Bill Jackson could be the man who finally manages to put a stop to insurance fraud. The police veteran is the architect of an “intelligent security solution” that has had a dramatic effect on travellers' cheque fraud. Now he is turning his attentions to the insurance industry.

Jackson developed the Core screening system two years ago, while working with forensic psychologist Eric Shepherd at Thomas Cook Financial Services' travellers' cheque investigation unit. He had been head-hunted to the travel company after introducing the world's first civilian surveillance team in conventional policing and developing a training programme on managing informants.

After a year's work, Jackson and his team came up with a unique distance conversation management system, to be used on people reporting the theft or loss of travellers' cheques.
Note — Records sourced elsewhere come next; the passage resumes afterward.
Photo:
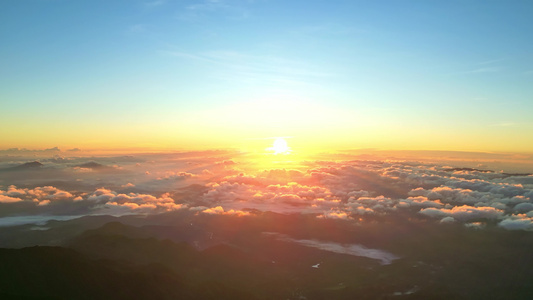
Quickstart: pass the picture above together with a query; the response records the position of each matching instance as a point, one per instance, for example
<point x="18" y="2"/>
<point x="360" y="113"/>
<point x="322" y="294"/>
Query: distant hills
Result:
<point x="161" y="261"/>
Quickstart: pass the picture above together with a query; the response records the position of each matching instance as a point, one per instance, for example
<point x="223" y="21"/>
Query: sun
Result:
<point x="280" y="146"/>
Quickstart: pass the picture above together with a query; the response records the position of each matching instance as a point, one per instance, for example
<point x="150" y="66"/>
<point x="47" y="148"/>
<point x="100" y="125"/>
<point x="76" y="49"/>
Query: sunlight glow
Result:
<point x="280" y="147"/>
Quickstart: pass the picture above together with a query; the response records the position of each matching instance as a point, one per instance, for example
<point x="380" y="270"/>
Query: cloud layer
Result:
<point x="218" y="182"/>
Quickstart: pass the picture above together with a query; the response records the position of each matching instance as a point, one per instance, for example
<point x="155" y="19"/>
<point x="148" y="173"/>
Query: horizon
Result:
<point x="197" y="75"/>
<point x="266" y="149"/>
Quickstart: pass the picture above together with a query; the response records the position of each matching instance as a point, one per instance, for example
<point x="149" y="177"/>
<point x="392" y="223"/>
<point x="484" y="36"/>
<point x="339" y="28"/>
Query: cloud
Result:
<point x="7" y="199"/>
<point x="464" y="213"/>
<point x="220" y="211"/>
<point x="517" y="222"/>
<point x="219" y="182"/>
<point x="350" y="249"/>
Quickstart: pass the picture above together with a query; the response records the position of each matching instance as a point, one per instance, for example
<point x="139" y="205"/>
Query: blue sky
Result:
<point x="456" y="69"/>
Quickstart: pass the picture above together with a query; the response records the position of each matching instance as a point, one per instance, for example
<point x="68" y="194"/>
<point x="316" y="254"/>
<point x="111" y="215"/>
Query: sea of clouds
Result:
<point x="69" y="184"/>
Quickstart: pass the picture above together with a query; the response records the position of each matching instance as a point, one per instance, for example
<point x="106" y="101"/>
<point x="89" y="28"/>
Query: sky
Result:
<point x="404" y="75"/>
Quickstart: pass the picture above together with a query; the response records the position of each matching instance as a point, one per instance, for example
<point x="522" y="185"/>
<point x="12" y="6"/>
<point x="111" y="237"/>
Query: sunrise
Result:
<point x="266" y="149"/>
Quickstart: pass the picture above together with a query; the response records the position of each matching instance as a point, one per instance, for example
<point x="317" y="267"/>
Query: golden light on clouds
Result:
<point x="280" y="146"/>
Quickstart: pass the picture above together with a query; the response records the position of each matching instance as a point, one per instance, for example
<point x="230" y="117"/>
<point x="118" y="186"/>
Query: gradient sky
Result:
<point x="425" y="75"/>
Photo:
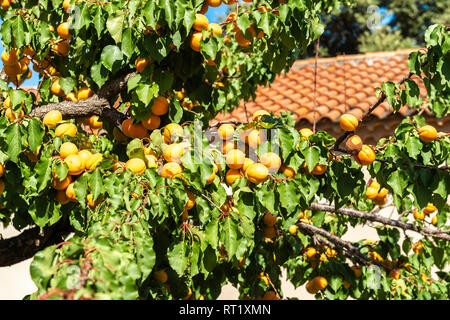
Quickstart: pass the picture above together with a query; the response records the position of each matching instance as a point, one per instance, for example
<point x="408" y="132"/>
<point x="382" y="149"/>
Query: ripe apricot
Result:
<point x="63" y="31"/>
<point x="71" y="96"/>
<point x="259" y="113"/>
<point x="288" y="171"/>
<point x="160" y="106"/>
<point x="269" y="219"/>
<point x="70" y="192"/>
<point x="67" y="148"/>
<point x="195" y="41"/>
<point x="61" y="197"/>
<point x="85" y="93"/>
<point x="270" y="295"/>
<point x="247" y="163"/>
<point x="160" y="276"/>
<point x="235" y="159"/>
<point x="68" y="129"/>
<point x="226" y="131"/>
<point x="172" y="131"/>
<point x="366" y="156"/>
<point x="51" y="118"/>
<point x="216" y="29"/>
<point x="212" y="176"/>
<point x="241" y="40"/>
<point x="357" y="270"/>
<point x="136" y="165"/>
<point x="62" y="47"/>
<point x="427" y="133"/>
<point x="228" y="145"/>
<point x="310" y="287"/>
<point x="353" y="144"/>
<point x="419" y="215"/>
<point x="84" y="154"/>
<point x="9" y="58"/>
<point x="201" y="22"/>
<point x="93" y="160"/>
<point x="269" y="232"/>
<point x="152" y="122"/>
<point x="173" y="152"/>
<point x="371" y="193"/>
<point x="92" y="204"/>
<point x="348" y="122"/>
<point x="429" y="208"/>
<point x="118" y="135"/>
<point x="75" y="164"/>
<point x="232" y="175"/>
<point x="417" y="247"/>
<point x="66" y="5"/>
<point x="318" y="169"/>
<point x="394" y="274"/>
<point x="191" y="200"/>
<point x="94" y="123"/>
<point x="434" y="220"/>
<point x="56" y="89"/>
<point x="204" y="8"/>
<point x="293" y="229"/>
<point x="272" y="161"/>
<point x="214" y="3"/>
<point x="254" y="138"/>
<point x="141" y="64"/>
<point x="61" y="184"/>
<point x="171" y="170"/>
<point x="152" y="161"/>
<point x="134" y="130"/>
<point x="257" y="173"/>
<point x="320" y="282"/>
<point x="310" y="252"/>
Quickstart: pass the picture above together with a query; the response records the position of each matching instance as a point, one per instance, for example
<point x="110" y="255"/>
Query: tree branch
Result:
<point x="353" y="252"/>
<point x="98" y="104"/>
<point x="442" y="234"/>
<point x="29" y="242"/>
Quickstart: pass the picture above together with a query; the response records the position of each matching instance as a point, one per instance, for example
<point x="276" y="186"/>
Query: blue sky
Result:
<point x="213" y="15"/>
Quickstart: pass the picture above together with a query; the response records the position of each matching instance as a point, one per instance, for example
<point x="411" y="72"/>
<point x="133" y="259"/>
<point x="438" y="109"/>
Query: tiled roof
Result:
<point x="344" y="84"/>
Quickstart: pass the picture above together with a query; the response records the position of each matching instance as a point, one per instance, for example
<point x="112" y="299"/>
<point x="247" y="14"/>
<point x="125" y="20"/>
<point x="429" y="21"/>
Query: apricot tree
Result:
<point x="124" y="188"/>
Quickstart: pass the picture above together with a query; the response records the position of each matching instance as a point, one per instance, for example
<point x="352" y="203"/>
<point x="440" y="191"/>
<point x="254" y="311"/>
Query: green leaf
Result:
<point x="146" y="92"/>
<point x="398" y="181"/>
<point x="43" y="171"/>
<point x="229" y="235"/>
<point x="111" y="58"/>
<point x="177" y="254"/>
<point x="42" y="267"/>
<point x="114" y="24"/>
<point x="96" y="183"/>
<point x="312" y="156"/>
<point x="36" y="132"/>
<point x="13" y="140"/>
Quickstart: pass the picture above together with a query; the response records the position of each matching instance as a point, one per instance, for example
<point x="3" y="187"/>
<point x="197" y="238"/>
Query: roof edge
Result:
<point x="351" y="57"/>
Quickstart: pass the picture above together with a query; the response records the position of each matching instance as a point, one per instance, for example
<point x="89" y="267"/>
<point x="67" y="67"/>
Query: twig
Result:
<point x="442" y="234"/>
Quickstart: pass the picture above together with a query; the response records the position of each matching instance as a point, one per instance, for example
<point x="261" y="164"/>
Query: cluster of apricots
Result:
<point x="9" y="113"/>
<point x="77" y="161"/>
<point x="16" y="61"/>
<point x="16" y="66"/>
<point x="377" y="194"/>
<point x="162" y="277"/>
<point x="428" y="210"/>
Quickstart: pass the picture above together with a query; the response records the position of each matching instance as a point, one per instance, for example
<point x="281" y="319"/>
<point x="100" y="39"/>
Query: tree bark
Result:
<point x="29" y="242"/>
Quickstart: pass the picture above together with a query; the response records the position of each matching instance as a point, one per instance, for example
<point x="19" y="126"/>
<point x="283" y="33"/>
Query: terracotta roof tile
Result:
<point x="344" y="84"/>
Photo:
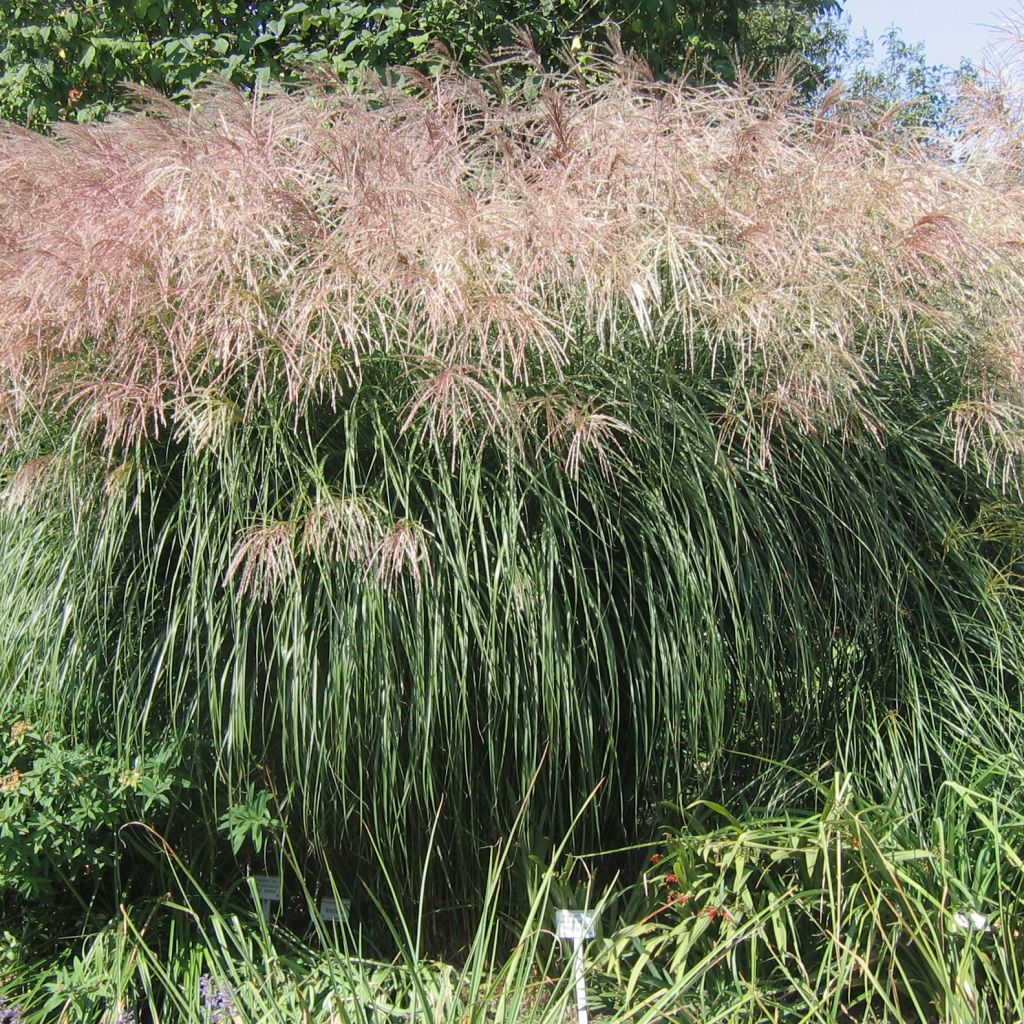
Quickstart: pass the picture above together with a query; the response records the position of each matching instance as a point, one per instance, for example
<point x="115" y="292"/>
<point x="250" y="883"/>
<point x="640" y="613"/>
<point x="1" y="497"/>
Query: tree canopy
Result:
<point x="65" y="60"/>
In simple terms, it works by taking their account over the phone and carefully conducting the conversation in a manner that would highlight deceptive behaviour such as hesitation, difficulty on detail or contradiction, then asking pertinent questions. The story is then put on a timeline to reveal areas of weakness.

“Conversation management entails taking the claimant through a systematic process of listening, writing, probing and summary,” Jackson says.
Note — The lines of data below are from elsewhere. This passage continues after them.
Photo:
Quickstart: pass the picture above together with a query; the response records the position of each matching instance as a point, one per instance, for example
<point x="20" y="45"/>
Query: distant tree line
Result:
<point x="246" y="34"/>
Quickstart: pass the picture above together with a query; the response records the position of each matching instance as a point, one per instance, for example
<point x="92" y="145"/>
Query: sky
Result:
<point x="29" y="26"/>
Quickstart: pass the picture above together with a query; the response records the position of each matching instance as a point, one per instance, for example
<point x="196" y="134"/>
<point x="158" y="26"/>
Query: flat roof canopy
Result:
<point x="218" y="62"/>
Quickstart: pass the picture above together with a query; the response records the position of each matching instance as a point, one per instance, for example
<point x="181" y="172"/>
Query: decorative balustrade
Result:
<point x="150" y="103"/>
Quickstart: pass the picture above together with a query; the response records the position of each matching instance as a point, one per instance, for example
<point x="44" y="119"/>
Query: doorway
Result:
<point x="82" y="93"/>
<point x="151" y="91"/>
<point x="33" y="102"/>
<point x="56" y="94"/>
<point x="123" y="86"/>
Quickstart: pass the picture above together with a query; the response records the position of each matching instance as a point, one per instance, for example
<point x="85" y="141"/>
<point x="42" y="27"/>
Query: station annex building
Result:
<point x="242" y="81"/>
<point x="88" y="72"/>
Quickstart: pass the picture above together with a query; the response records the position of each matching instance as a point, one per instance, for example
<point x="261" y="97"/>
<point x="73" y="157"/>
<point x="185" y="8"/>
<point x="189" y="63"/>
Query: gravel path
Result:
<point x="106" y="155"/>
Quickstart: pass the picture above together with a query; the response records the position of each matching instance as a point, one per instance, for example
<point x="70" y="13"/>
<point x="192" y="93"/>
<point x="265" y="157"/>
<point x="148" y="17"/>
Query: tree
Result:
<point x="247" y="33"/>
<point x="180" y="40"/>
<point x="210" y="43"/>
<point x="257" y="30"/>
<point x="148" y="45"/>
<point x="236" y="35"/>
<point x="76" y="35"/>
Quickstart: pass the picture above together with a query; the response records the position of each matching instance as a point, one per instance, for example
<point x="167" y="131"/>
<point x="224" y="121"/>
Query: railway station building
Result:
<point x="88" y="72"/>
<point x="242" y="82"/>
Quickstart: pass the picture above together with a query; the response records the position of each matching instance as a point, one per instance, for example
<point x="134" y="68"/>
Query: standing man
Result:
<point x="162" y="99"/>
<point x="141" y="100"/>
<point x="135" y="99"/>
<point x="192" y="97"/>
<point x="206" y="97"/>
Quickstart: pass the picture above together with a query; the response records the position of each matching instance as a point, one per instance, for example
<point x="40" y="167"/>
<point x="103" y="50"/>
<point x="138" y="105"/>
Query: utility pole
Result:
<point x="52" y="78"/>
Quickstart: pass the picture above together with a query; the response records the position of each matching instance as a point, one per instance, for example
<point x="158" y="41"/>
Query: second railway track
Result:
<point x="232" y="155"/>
“It's a staged process that has also been adopted by the police service for interviewing both witnesses and suspects.”

The results of the system were phenomenal. Thomas Cook's claims repudiation rate increased from 4% to 25%, and an annual saving of £4m was made in defensible claims denials. Also, there was no drop in customer satisfaction, because excellent service is a vital part of the system.

“Most amazingly, 50% of those claims denied were as a result of them being withdrawn shortly after the claimant met the first signs of resistance which, in many cases, was as simple as offering to help them progress their claim by taking a full account of the circumstances,” Jackson says.
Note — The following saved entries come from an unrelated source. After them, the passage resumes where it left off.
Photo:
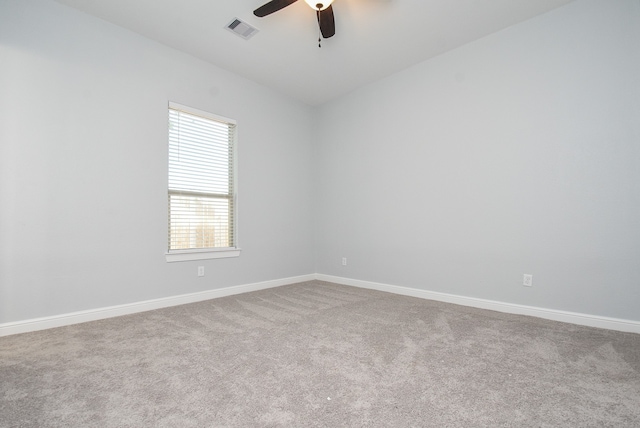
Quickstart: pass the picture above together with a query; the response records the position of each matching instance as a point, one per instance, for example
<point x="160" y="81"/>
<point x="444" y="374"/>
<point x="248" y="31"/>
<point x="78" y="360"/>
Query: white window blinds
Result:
<point x="201" y="180"/>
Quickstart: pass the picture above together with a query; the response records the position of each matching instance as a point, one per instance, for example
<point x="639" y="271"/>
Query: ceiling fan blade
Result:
<point x="272" y="6"/>
<point x="327" y="22"/>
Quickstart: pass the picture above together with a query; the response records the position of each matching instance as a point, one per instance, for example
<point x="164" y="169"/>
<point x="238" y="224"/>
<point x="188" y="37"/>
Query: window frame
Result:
<point x="179" y="255"/>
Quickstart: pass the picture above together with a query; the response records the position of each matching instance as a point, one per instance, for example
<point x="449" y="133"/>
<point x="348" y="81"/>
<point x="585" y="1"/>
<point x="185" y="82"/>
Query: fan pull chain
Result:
<point x="319" y="27"/>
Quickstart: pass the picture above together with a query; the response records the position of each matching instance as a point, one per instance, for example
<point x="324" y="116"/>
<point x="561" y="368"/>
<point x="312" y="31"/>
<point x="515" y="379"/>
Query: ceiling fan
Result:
<point x="323" y="8"/>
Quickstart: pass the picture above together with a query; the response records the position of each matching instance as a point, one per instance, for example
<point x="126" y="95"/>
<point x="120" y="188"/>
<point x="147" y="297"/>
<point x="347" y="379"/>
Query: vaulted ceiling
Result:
<point x="374" y="38"/>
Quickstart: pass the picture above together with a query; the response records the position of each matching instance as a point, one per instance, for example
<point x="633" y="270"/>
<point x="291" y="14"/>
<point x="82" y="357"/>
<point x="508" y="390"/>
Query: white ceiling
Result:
<point x="374" y="38"/>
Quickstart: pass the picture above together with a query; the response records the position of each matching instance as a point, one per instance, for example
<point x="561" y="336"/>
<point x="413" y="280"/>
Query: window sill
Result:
<point x="187" y="255"/>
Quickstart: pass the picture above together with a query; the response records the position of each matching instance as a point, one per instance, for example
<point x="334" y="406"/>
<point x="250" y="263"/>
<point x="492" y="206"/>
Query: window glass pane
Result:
<point x="201" y="190"/>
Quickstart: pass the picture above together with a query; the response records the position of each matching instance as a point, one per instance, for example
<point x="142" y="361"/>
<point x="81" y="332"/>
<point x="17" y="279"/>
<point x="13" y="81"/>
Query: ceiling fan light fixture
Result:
<point x="319" y="4"/>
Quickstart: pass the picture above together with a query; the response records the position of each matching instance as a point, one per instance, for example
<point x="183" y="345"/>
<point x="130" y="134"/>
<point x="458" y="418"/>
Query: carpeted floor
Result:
<point x="320" y="355"/>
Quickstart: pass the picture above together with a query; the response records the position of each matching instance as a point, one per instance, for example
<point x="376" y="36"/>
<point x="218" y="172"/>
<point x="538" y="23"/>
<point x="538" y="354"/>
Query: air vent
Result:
<point x="241" y="28"/>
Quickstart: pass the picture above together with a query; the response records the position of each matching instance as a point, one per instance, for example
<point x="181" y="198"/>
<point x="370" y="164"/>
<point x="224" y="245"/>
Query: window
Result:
<point x="201" y="187"/>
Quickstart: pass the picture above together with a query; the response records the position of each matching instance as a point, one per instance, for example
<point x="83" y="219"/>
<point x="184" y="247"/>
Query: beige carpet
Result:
<point x="320" y="355"/>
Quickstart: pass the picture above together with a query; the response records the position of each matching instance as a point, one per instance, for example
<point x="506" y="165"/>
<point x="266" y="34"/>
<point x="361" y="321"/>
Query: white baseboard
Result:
<point x="550" y="314"/>
<point x="148" y="305"/>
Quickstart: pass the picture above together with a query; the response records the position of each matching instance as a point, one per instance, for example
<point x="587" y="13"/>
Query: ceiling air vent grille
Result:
<point x="241" y="28"/>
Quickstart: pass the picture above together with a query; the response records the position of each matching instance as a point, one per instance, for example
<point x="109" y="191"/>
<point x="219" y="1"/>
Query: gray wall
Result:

“We need to talk to people, listen to what they say and be empathetic, give them the extra service and use that as a chance to look for things that are wrong.”

A sure success
Jackson was so certain the system could be used to stem insurance fraud that he left Thomas Cook to start VFM Services last September. He has further developed Core into a more commercially-focused system he calls Empathic Risk Assessment or New Era.

It works on the premise that customer service and fraud management are not mutually exclusive activities.

“It does involve keeping control of the conversation, but there is a mountain of difference in being firm and being adversarial. To help with critical areas of the conversation, the claim handler sometimes works from a script that has been specifically designed for the company,” Jackson says.

“The key ingredient throughout is quality customer care. This element is a major force in dealing with fraud because empathising with a claimant and actually helping them make their claim can seriously unnerve those with criminal intent.”

He says that it is not difficult to train call centre staff and claims handlers to employ the system.

“The system places a range of demands on the phone claims handlers, not least with regard to intent listening, questioning, memorising, and contemporaneous data capture in a visual format,” Jackson says.

“A main tenet of the process is the use of applied psychology techniques to give operatives an understanding of how to test the claimant's short-term working memory.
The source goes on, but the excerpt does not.